Fair value of financial instruments

The Company has a three-tier hierarchy as a framework for disclosing fair value based on inputs used to value the Company's financial instruments. The hierarchy of inputs is summarized below:

  • Level 1 - quoted prices (unadjusted) in active markets for identical assets or liabilities. An active market is one in which transactions for the assets occur with sufficient frequency and volume to provide pricing information on an ongoing basis;

  • Level 2 - inputs other than quoted prices included in Level 1 that are observable for the asset or liability, either directly (i.e. prices) or indirectly (i.e. derived from prices); and

  • Level 3 - inputs for the asset or liability that are not based on observable market data.

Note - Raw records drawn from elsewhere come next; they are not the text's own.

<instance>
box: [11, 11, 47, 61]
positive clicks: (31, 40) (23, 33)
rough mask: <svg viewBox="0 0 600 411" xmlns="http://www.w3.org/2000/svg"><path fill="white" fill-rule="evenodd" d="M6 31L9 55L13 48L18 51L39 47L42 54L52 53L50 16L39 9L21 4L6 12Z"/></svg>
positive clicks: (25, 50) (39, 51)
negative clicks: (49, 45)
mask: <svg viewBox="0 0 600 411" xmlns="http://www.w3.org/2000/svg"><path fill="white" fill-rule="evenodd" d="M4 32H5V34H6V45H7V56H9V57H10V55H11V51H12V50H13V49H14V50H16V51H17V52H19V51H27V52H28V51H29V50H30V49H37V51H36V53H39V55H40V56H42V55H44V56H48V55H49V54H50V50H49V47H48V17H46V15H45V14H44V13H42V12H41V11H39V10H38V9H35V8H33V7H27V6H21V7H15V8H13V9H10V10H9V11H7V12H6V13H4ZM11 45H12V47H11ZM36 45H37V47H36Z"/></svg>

The classification of a financial instrument in the fair value hierarchy is based upon the lowest level of input that is significant to the measurement of fair value.

The Company measures its cash, deferred transaction costs and accounts payable and accrued liabilities, at amortized cost. As at August 31, 2023, the fair values of Company's financial instruments approximate their carrying values, given their short-term nature.

Critical Accounting Estimates

The Company's significant accounting policies are summarized in Note 3 of the audited financial statements for the year ended November 30, 2022.

Risks and Uncertainties

The Company’s business is subject to a number of risk factors which are described in detail in the Filing Statement filed on SEDAR February 15, 2023.

Additional Information

Additional information relating to the Company can be found on SEDAR at www.sedar.com.